The Company believes the claim is contingent, unliquidated and disputed.
On
October 26, 2018, a lender commenced an action in the Supreme Court of the State of New York in New York County alleging damages
from unpaid principal and interest, attorney’s fees, costs, and expenses arising from a promissory note dated February 26,
2015 in the amount of $50,000.00. The case is presently in the discovery phase of the litigation. The Company believes the claim
is contingent, unliquidated and disputed.
NOTE
M – SUBSEQUENT EVENTS
Subsequent
to April 30, 2020 the Company:
Granted to each of its two independent
Directors five year options to purchase 48,214,285 shares of the Company’s common stock at $0.00308 per share.
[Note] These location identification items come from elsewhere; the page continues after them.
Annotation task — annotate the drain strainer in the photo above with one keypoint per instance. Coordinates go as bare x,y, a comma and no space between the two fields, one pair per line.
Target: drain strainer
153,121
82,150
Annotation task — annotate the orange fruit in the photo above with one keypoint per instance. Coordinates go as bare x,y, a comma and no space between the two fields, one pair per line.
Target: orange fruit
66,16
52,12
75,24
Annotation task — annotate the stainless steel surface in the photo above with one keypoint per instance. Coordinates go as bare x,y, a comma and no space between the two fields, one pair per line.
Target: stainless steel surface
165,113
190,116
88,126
The options
are fully vested. These options represent compensation for nine years of service
on the board.
Entered into five year employment agreements
with its CEO, Anthony L Havens and Vice President of Operations, Sandra L Ahman. As part of their employment agreements, Mr. Havens
received five year options to purchase 37,625,574 shares of the Company’s common stock at $0.00308 per share. The options
vest in three equal tranches over three years. Ms. Ahman received five year options to purchase 12,541,858 shares of the Company’s
common stock at $0.00308 per share. The options vest in three equal tranches over three years.
Granted Mr. Havens five year options to
purchase 88,615,323 shares of the Company’s common stock upon the conversion of $243,692.14 of deferred salary owed him.
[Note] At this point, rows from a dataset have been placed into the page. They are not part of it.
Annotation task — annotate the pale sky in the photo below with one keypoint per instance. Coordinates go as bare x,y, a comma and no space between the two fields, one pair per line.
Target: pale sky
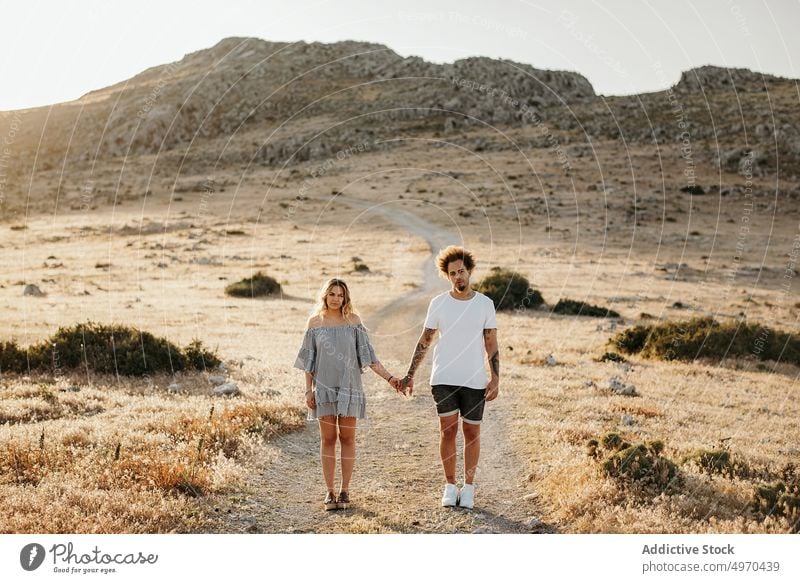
53,51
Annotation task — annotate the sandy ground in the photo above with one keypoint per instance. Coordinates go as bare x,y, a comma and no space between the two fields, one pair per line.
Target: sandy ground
162,264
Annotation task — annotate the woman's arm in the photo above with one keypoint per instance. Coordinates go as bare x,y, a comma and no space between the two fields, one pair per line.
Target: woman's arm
378,369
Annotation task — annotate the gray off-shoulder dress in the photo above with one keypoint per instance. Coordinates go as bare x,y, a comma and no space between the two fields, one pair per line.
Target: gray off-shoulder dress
337,356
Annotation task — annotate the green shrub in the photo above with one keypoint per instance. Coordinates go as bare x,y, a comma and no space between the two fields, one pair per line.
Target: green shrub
717,461
780,497
639,465
106,349
568,307
12,358
199,357
509,290
253,287
706,337
612,357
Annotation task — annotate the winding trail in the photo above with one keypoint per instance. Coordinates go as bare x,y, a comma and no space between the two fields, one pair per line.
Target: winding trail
398,478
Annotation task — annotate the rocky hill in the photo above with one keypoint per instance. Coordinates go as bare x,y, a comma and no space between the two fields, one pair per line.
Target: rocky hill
249,101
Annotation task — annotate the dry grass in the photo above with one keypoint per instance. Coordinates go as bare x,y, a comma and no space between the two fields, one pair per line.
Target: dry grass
688,406
130,459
The options are exercisable at $0.00275 per share and are fully vested.
Granted Ms. Ahman five year options to
purchase 77,727,272 shares of the Company’s common stock upon the conversion of $200,000 of deferred salary owed her. The
options are exercisable at $0.00275 per share and are fully vested.
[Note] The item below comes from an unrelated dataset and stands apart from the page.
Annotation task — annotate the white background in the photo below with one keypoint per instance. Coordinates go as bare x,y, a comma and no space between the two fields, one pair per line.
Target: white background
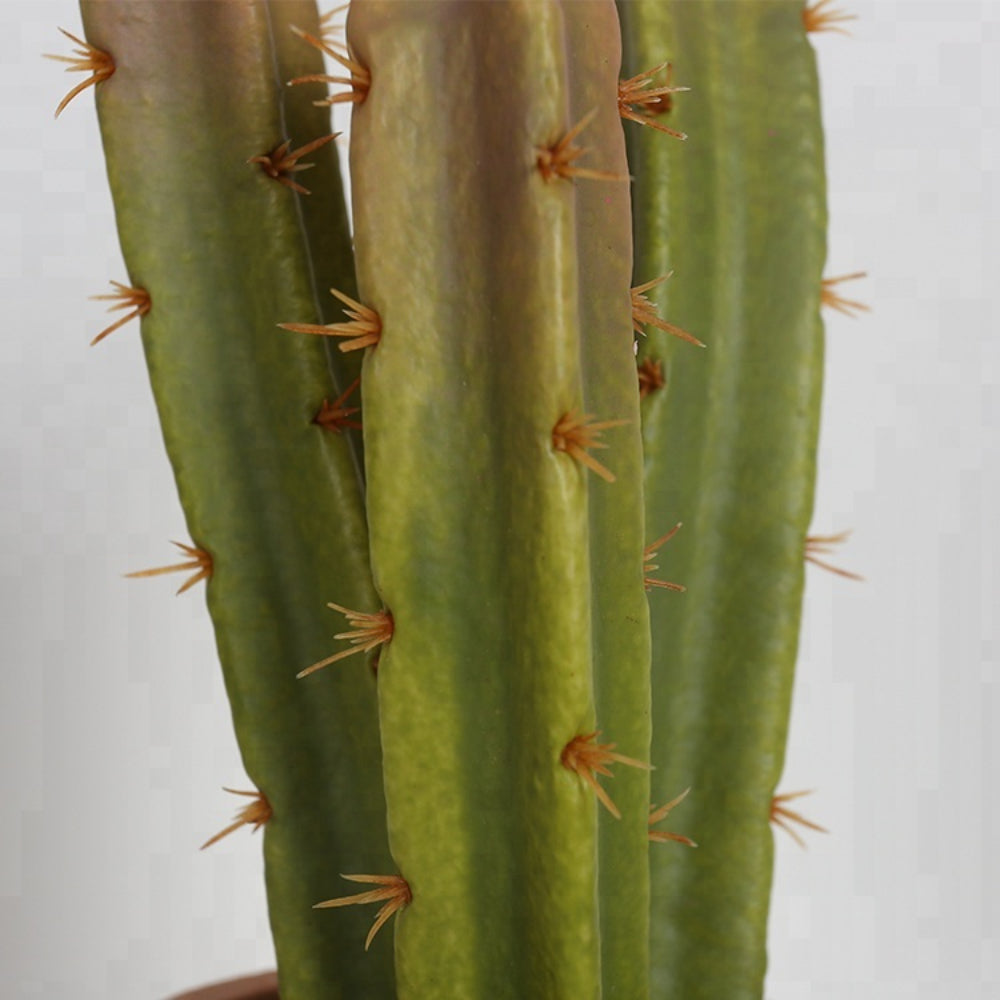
114,733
Filed a Form 14C Information Statement
stating: “Sparta Commercial Services, Inc., a Nevada corporation (the “Company”) is providing this Information
Statement (this “Information Statement”), which is being mailed or furnished on or about July 9, 2020 to the holders
of the Company’s common stock, par value $.001 per share (the “Common Stock”) on such date, as notification
that in accordance with the provisions of Section 78-2055 of the Nevada Revised Statutes holders of a majority of the issued and
outstanding shares of Common Stock of the Company, by means of a written consent in lieu of a special meeting of the stockholders
(the “Written Consent”,) voted in favor of decreasing the number of issued and outstanding shares of Common Stock
by effecting a 1 for 100 reverse split of the Company’s common shares outstanding held by each holder of record of Common
Stock at the effective date which shall occur on the 21st calendar day after the Company files this Form 14(c)2
Information Statement with the Securities and Exchange Commission (the “Effective Date”).”
Sold to 7 accredited investors, 90 Units
of Series C convertible preferred for $90,000.
Sold to one accredited investor 12.4 Units
of Series D convertible preferred for $12,455 and issued to the same investor 38 Units of Series D convertible preferred in exchange
for 7.6 shares of the Company’s preferred stock valued at $38,000.